We use pgBackRest to manage our own backup and restore process in Timescale, although we’ve implemented some hacks to speed up the full backup process (pgBackRest can still be quite slow for creating backups in large databases).

A Guide to Logical Backups in PostgreSQL 

Logical backups involve exporting data into a human-readable format, such as SQL statements. This type of backup is generally more flexible and portable, making it handy to reproduce a database in another architecture (i.e., for migrations).  However, recovering from a logical backup is quite a slow process. That makes them practical only for migrating small to medium PostgreSQL production databases. 

pg_dump/pg_restore 

The most common way to create logical backups and restore from them is by using pg_dump/pg_restore:

  • pg_dump creates logical backups of a PostgreSQL database. It generates a script file or other formats that contain SQL statements needed to reconstruct the database to the state it was at the backup time. You can use pg_dump to back up an entire database or individual tables, schemas, or other database objects.
  • pg_restore restores databases from backups created by pg_dump. Just as pg_dump offers granularity in creating backups, pg_restore allows for selective restoration of specific database objects, providing flexibility in the recovery process. While it is typically used with backups created by pg_dump, pg_restore is compatible with other SQL-compliant database systems, enhancing its utility as a migration tool.

When Should I Use Logical Backups, and When Should I Use Physical Backups in PostgreSQL? 

Logical backups via pg_dump/pg_restore are mostly useful for creating testing databases or for database migrations. In terms of migrations, if you’re operating a production database, we only recommend going the pg_dump/pg_restore route if your database is small (<100 GB).

Migrating larger and more complex databases via pg_dump/pg_restore might take your production database offline for too long. Other migration strategies, like the dual-write and backfill method, can avoid this downtime. 

Physical backups are mostly used for disaster recovery and data archiving. If you’re operating a production database, you’ll want to maintain up-to-date physical backups and WAL to recover your database when failure occurs. If your industry requires you to keep copies of your data for a certain period of time due to regulations, physical backups will be the way to go. 
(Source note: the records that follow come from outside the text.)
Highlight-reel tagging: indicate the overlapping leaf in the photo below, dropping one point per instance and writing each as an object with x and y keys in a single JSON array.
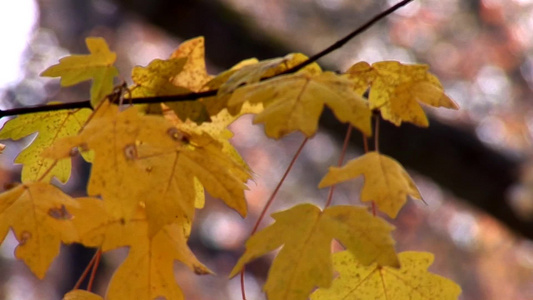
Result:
[
  {"x": 81, "y": 295},
  {"x": 145, "y": 158},
  {"x": 39, "y": 215},
  {"x": 147, "y": 272},
  {"x": 252, "y": 73},
  {"x": 295, "y": 102},
  {"x": 306, "y": 232},
  {"x": 97, "y": 66},
  {"x": 386, "y": 182},
  {"x": 412, "y": 281},
  {"x": 396, "y": 89},
  {"x": 155, "y": 79},
  {"x": 50, "y": 127}
]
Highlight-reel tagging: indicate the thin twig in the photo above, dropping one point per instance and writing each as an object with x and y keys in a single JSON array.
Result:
[
  {"x": 347, "y": 38},
  {"x": 195, "y": 96},
  {"x": 95, "y": 267},
  {"x": 339, "y": 163},
  {"x": 85, "y": 272},
  {"x": 269, "y": 202},
  {"x": 376, "y": 135}
]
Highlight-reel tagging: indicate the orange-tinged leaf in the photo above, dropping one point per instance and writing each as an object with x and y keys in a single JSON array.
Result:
[
  {"x": 386, "y": 181},
  {"x": 216, "y": 104},
  {"x": 253, "y": 73},
  {"x": 146, "y": 159},
  {"x": 81, "y": 295},
  {"x": 396, "y": 89},
  {"x": 39, "y": 215},
  {"x": 50, "y": 127},
  {"x": 147, "y": 272},
  {"x": 306, "y": 232},
  {"x": 412, "y": 281},
  {"x": 295, "y": 102},
  {"x": 155, "y": 79},
  {"x": 194, "y": 75},
  {"x": 97, "y": 66}
]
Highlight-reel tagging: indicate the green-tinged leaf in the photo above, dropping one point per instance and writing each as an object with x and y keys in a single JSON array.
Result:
[
  {"x": 50, "y": 126},
  {"x": 97, "y": 66},
  {"x": 386, "y": 181},
  {"x": 295, "y": 102}
]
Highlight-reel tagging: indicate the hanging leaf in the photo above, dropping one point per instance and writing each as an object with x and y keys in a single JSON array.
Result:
[
  {"x": 50, "y": 126},
  {"x": 39, "y": 215},
  {"x": 306, "y": 232},
  {"x": 386, "y": 182},
  {"x": 97, "y": 66},
  {"x": 295, "y": 102},
  {"x": 411, "y": 281},
  {"x": 397, "y": 89}
]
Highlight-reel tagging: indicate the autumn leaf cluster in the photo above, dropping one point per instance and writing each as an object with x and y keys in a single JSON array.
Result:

In production applications, you’ll most likely use a combination of logical and physical backups. For disaster recovery, physical backups will be your foundational line of defense, but logical backups can serve as additional assurance (redundancy is a good thing). For migrating large databases, you’ll most likely use a staged approach, combining logical backups with other tactics, and so on.

What About Replicas in PostgreSQL? 

Replicas are continuously updated mirrors of the primary database, capturing every transaction and modification almost instantaneously. They're not the same as backups, but their usefulness in disaster recovery is indisputable. In the event of a failure, you can promote replicas to serve as the primary database, ensuring minimal downtime while you restore the damaged database. Building a high-availability replica and failover mechanism generally involves the following steps: 

  • The primary database should be configured to allow connections from replicas. 
  • Physical backups of the primary should be regularly created, e.g., using pgBackRest
  • WAL capturing all changes made to the database should be shipped to the replica, for example, via streaming replication. Replication can be synchronous, where each transaction is confirmed only when both primary and replica have received it, or asynchronous, where transactions are confirmed without waiting for the replica.
  • Configurations for automatic failover should be established to promote a replica to become the primary database in case of a failure.
  • Tools and scripts should be used to monitor replication lag and ensure the replica is up-to-date.

This setup can be considerably complex to maintain. Most providers of managed PostgreSQL databases, including Timescale, offer fully managed replicas as one of their services. This simplifies running highly available databases.

A Guide to Database Backups and Disaster Recovery with Timescale? 

The Timescale platform allows our customers to create fully managed PostgreSQL and TimescaleDB databases. That means we take care of the backup and disaster recovery process for them. Let’s run through how the platform handles backups, replication, upgrades, and restores.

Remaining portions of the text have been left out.